For all the angst about the potential for higher U.S. interest rates to hammer developing nation assets, in fact prices show the increase is mostly priced in, according to money managers including Aberdeen Asset Management and UBS Wealth Management. The extra yield that investors get to hold local emerging-market debt instead of bonds from developed countries is already near the highest in at least seven years after adjusting for inflation.
That provides a cushion if the Federal Reserve surprises observers with a hawkish statement Wednesday, instead of toning down expectations for further tightening when policy makers announce their rate decision.

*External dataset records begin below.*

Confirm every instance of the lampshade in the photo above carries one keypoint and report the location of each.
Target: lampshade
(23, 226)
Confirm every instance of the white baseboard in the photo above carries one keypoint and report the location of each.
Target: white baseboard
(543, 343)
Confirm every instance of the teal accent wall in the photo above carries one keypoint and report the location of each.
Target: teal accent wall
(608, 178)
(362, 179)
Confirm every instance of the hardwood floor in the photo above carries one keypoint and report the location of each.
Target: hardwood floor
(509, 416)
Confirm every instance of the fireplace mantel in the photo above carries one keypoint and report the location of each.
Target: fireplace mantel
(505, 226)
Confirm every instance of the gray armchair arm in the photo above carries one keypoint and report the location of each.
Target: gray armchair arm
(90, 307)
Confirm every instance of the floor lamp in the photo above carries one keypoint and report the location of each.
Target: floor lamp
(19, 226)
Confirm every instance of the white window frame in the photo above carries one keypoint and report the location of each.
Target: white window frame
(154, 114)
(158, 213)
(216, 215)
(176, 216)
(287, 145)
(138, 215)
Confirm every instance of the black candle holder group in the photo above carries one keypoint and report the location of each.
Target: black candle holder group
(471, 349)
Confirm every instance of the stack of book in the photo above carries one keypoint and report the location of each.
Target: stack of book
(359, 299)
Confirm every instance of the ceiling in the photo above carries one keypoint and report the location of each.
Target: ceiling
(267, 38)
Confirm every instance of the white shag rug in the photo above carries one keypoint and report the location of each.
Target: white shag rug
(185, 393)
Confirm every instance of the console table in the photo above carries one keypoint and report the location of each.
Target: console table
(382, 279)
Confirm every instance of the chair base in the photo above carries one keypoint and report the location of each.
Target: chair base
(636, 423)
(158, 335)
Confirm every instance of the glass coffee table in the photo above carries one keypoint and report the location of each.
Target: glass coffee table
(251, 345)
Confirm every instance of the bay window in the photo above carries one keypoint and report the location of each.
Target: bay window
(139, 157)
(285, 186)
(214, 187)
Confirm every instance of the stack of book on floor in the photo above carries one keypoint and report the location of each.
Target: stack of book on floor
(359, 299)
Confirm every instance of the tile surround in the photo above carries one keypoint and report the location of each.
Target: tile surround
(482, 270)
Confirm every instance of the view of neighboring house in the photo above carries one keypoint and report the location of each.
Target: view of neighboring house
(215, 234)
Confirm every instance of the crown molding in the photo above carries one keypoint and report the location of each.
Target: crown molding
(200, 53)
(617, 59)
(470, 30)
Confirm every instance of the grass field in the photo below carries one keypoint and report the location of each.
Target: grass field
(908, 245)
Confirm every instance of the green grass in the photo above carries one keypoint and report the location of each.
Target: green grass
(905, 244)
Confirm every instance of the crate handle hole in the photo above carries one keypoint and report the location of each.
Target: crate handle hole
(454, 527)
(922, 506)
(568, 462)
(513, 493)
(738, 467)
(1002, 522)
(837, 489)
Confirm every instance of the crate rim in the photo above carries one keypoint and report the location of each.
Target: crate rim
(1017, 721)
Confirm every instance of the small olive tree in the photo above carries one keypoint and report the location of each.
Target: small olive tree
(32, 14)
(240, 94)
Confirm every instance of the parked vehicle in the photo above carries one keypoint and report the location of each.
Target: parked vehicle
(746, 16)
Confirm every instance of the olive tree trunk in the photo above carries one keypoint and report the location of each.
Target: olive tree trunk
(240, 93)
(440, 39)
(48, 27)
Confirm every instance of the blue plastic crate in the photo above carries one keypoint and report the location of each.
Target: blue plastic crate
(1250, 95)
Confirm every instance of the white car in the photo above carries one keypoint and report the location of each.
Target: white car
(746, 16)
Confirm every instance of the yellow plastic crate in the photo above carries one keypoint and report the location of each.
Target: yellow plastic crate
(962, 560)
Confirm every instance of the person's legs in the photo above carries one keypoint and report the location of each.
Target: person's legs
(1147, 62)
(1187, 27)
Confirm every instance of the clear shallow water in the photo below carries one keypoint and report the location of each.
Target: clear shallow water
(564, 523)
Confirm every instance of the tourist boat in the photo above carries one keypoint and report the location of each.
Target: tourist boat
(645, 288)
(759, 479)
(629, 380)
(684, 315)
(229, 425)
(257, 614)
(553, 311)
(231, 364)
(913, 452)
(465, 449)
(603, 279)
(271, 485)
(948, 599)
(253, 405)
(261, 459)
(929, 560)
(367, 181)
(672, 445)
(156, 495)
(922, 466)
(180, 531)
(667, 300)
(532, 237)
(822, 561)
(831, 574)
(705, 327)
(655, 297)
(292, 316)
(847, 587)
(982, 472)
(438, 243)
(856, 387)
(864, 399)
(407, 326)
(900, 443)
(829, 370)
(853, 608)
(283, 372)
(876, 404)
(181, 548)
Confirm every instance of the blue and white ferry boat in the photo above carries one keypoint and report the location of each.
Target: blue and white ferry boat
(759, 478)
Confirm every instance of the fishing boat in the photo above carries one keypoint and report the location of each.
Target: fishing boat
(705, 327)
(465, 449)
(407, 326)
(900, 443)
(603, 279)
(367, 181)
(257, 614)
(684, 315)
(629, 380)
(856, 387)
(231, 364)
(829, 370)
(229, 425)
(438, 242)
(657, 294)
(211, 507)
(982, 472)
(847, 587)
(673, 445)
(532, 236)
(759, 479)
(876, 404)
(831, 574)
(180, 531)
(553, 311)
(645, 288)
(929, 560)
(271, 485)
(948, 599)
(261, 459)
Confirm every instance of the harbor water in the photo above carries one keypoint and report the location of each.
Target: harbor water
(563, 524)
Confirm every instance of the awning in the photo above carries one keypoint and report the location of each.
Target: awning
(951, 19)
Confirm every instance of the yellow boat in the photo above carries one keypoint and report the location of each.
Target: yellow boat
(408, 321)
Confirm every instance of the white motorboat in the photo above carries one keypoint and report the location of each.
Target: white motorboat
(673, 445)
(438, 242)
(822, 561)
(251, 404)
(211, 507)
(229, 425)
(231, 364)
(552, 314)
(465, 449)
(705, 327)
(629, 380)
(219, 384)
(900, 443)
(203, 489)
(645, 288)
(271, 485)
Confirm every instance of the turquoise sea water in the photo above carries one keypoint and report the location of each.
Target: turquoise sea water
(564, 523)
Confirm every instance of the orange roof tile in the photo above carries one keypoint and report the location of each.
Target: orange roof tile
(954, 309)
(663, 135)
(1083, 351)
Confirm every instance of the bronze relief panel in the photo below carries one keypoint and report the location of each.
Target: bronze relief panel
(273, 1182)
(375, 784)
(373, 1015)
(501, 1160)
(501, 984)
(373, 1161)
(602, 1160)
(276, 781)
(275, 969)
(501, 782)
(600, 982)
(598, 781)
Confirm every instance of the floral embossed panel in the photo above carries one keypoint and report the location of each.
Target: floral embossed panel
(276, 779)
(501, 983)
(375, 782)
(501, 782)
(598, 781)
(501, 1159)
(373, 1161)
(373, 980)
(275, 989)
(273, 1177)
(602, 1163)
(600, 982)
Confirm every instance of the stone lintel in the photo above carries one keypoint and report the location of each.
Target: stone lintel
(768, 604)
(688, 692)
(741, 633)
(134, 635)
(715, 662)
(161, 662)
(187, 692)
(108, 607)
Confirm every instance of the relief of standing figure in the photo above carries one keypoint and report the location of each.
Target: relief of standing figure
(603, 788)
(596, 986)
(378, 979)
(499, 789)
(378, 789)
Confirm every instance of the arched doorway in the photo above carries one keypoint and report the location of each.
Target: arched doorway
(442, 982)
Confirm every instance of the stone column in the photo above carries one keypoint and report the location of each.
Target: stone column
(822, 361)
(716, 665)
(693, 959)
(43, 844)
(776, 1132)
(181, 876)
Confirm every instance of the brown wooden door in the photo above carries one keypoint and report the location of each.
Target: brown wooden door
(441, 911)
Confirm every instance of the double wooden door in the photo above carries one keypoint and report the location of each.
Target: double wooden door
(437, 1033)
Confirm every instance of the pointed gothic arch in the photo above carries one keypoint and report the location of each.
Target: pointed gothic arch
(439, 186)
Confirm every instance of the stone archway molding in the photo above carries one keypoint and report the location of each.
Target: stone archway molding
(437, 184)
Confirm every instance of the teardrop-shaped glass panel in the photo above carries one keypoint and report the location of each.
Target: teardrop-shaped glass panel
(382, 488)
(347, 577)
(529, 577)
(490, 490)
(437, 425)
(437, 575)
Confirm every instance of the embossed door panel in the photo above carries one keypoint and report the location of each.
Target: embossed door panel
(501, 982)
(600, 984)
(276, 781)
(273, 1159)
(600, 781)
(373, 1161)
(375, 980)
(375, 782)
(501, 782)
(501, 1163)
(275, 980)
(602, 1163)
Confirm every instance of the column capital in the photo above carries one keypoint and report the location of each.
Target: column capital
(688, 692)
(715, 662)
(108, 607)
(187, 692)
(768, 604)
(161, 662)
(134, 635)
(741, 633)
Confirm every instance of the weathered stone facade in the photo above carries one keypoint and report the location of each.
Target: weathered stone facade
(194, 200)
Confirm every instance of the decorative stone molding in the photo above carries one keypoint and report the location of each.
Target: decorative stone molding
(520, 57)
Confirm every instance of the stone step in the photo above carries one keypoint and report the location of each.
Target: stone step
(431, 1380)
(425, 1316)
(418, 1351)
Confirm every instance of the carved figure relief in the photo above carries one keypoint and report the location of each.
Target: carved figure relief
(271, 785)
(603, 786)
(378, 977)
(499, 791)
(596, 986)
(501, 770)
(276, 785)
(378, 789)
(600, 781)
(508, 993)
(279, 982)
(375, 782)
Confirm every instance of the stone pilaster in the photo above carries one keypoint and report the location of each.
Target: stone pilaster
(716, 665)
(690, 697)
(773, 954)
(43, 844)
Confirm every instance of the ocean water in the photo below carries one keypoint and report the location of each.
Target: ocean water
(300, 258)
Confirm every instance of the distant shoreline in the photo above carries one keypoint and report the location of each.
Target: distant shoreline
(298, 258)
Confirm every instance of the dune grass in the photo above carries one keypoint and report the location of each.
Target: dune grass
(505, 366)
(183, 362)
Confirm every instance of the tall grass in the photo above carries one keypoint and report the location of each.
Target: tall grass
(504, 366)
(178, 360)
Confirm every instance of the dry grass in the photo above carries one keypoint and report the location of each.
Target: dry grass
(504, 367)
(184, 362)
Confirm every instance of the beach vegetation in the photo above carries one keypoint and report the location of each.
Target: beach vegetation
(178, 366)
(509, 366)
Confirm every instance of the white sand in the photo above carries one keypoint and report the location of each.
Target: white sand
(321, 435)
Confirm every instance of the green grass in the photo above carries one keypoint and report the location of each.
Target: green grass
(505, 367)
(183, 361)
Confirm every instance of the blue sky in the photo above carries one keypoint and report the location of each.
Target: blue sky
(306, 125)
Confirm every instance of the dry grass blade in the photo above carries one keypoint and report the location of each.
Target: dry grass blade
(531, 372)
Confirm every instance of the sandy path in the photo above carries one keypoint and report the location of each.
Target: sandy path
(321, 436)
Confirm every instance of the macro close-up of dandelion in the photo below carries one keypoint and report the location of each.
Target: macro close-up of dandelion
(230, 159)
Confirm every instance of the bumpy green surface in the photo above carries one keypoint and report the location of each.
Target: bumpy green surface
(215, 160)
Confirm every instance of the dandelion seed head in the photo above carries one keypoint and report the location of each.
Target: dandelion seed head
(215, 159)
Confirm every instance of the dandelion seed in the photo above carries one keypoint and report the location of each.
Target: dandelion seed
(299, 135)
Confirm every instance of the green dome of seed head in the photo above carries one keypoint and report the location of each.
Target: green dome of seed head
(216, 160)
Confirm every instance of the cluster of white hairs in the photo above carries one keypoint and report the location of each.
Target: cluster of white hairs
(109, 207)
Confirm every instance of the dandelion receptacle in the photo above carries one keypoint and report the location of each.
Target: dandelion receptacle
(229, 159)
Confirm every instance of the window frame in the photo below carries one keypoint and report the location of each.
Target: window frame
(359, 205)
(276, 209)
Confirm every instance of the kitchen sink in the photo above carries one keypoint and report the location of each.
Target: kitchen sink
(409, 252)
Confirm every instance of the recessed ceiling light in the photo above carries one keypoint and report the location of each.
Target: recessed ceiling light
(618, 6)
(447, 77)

The outlook for faster growth in emerging markets, narrower current-account deficits and fairly stable political backdrops are also supporting developing nation bonds even after the increase in U.S. and European rates over the past year.
“Our base case calls for credit spreads being supported around current levels by improving emerging-market fundamentals, gradually recovering energy prices and a benign external backdrop,” said Alejo Czerwonko, an emerging-market strategist at UBS Wealth Management.
The market-implied probability that the Fed will raise rates by year-end is about 45%, using the current effective fed funds rate and the forward overnight index swap rate.
The improvement in emerging-market fundamentals can most easily be seen in the current-account deficits among Morgan Stanley’s so-called “fragile five,” a group of nations the bank identified in 2013 as being particularly vulnerable to higher global rates. The gap reached 4.6% of gross domestic product four years ago, but has since narrowed to just 1.8%.
“We are in much better shape,” said Edwin Gutierrez, the London-based head of emerging-market sovereign debt at Aberdeen, which has about $385 billion under management.